Saat ketiga penceramah sudah maju, nama Mahrus tetap dipanggil oleh MC. Dia bersembunyi di belakang punggungku dan mencengkram erat lenganku. Dia menyembunyikan wajahnya yang malu-malu. Beberapa teman memanggil namanya supaya lekas maju. Dia hanya bisa geleng-geleng kepala karena tidak mau.
Ada dua anak yang mendatangi Mahrus dan memintanya tampil. Karena Mahrus bersikukuh tidak mau, akhirnya dua anak itu memegangi kedua lengannya. Dia berontak. Bagaimanapun tubuhnya kalah besar oleh dua anak yang memeganginya. Dia kemudian diseret dari tempatnya duduk sampai beberapa meter ke depan. Tidak hanya itu. Ketika sampai di depan, dia juga didudukkan di kursi ceramah atau mimbar. Kopyahnya yang miring dibenarkan oleh yang menyeret. Sebuah pengeras suara digenggamkan ke tangannya. Kini, dia sedang menghadapi puluhan teman-temannya yang menantinya untuk berbicara.
Berkali-kali dia menjauhkan pengeras suara dari mulutnya ketika akan berbicara. Lalu, tertawa di depan sambil menunduk malu. Tingkahnya itu membuat aku dan yang lain merasa geli akan sifatnya yang sangat polos dan pemalu.
“Assalamualaikum,” sapanya sambil menutupi mukanya dengan tangan kiri. “Nama saya Mahrus, biasa dipanggil Mahrus coy.”
Suaranya yang kecil dan tipis, ucapannya yang absurd, membuat kami semakin geli mendengarnya.
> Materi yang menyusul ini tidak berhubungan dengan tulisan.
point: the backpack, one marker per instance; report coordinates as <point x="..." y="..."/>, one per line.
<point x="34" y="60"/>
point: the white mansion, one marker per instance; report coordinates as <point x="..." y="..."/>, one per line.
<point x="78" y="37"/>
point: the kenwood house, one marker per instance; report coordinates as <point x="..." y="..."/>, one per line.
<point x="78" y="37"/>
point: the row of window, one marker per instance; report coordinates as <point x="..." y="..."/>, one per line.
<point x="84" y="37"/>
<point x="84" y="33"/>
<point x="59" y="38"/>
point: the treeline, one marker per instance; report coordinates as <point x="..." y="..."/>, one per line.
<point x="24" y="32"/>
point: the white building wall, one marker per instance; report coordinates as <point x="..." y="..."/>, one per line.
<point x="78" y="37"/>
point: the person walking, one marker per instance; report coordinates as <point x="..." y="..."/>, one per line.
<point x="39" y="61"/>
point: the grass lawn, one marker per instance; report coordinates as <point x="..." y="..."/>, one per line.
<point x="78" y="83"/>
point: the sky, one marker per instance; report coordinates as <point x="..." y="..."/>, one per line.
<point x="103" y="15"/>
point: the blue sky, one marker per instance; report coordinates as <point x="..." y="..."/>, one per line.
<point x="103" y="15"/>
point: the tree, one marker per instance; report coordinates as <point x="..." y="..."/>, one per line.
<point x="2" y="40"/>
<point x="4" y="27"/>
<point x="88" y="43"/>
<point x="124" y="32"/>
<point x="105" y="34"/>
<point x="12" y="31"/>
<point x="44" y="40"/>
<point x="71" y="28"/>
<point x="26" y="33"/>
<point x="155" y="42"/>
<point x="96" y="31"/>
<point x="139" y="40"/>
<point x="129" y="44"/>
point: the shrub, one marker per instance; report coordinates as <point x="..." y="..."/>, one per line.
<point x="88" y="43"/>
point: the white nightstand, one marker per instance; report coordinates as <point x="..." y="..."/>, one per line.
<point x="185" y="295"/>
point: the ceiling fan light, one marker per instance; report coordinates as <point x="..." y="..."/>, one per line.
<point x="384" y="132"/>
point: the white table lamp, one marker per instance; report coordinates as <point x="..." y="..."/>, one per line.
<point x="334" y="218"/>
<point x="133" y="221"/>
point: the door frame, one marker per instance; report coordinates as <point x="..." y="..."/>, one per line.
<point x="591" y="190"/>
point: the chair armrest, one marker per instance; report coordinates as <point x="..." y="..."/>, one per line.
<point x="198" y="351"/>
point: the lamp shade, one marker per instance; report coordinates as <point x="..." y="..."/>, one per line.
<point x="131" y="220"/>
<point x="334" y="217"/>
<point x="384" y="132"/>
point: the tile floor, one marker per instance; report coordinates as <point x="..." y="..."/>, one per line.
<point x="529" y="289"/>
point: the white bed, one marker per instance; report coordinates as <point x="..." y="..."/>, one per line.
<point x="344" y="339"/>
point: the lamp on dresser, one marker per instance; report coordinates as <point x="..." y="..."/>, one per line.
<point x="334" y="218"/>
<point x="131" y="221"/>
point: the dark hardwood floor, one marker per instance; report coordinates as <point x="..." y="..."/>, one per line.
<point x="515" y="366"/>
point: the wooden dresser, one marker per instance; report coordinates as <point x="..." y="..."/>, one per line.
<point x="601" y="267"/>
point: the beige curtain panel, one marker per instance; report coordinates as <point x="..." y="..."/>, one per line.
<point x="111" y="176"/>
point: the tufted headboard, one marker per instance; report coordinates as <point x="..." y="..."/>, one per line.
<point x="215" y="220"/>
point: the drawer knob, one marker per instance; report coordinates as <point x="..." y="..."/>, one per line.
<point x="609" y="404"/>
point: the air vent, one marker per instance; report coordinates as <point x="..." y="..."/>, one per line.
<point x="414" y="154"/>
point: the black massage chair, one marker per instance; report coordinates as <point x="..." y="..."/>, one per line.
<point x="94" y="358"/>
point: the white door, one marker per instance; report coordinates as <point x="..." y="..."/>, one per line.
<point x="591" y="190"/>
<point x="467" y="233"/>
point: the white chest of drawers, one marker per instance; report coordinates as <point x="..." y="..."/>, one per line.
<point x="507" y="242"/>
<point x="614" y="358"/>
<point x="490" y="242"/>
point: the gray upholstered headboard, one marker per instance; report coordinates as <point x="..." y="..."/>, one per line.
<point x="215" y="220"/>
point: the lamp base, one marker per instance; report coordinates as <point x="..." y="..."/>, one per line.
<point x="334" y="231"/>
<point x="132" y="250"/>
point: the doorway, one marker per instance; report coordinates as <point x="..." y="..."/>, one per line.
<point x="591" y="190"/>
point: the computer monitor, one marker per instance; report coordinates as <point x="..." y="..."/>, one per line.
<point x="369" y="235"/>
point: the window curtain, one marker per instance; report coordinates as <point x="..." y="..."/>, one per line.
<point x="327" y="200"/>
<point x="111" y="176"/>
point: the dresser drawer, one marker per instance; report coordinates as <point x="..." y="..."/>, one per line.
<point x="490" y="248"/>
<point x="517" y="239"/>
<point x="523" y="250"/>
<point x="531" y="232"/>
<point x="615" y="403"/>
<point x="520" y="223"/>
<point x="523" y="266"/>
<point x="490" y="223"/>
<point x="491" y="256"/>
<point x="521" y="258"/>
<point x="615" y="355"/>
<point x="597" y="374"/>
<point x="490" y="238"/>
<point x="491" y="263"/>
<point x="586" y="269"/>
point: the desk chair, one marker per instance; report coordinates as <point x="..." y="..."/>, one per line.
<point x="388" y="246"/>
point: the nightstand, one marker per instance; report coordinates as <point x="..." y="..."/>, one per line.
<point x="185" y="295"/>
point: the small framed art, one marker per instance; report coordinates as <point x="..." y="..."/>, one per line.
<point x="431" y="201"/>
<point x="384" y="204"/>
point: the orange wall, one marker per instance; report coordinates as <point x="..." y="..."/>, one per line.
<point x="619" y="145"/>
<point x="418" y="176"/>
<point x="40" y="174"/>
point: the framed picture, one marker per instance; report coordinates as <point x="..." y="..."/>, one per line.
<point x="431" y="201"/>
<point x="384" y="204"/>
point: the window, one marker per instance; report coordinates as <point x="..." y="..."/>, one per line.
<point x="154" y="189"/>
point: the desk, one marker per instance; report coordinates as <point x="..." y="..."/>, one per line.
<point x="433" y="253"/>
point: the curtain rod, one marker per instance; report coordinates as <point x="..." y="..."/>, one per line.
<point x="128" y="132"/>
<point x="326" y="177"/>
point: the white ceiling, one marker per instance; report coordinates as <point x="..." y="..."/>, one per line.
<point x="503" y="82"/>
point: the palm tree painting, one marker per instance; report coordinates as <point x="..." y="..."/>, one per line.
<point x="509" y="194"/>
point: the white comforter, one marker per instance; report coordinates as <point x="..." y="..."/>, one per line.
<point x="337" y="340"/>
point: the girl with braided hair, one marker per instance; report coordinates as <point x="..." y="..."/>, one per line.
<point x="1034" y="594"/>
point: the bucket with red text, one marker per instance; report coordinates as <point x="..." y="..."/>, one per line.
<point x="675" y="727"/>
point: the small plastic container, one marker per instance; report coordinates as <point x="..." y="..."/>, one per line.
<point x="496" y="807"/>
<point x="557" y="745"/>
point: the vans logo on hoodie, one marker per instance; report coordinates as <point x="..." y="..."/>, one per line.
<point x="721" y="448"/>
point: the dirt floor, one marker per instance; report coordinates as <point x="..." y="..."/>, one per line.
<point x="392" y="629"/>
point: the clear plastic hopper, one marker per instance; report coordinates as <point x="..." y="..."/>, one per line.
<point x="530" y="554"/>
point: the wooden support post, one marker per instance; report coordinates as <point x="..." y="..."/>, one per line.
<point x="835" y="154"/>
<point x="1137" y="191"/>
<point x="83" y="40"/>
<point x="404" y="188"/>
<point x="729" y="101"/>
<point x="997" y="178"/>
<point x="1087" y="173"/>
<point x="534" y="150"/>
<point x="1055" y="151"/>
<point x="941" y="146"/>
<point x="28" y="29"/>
“Teman-teman, hadirin yang saya hormati, jangan sampai masuk neraka ya,” ucapnya.
Tawa kami pun pecah mendengarnya.
“Kira-kira, itu saja yang bisa saya sampaikan, mohon maaf apabila ada salah ucap salah sikap, wassalamualaikum warahmatullahi wabarakatuh,” tutupnya.
Teriakan-teriakan terdengar. “Lanjut! Lanjut!”
Mahrus memaksa turun dari mimbar. Ketika dia duduk kembali, dia dipaksa naik lagi dengan diseret ke mimbar. Wajahnya yang kelihatan merana, membuatku kasihan sekaligus terpingkal-pingkal.
Ketika dia mendekatkan pengeras suara ke mulutnya, suasana menjadi hening karena dia lama sekali tidak berbicara. Dia hanya mendekatkan pengeras suara ke mulutnya dan tidak ngapa-ngapain. Suasana makin hening karena kami penasaran tentang apa yang akan dia ucapkan.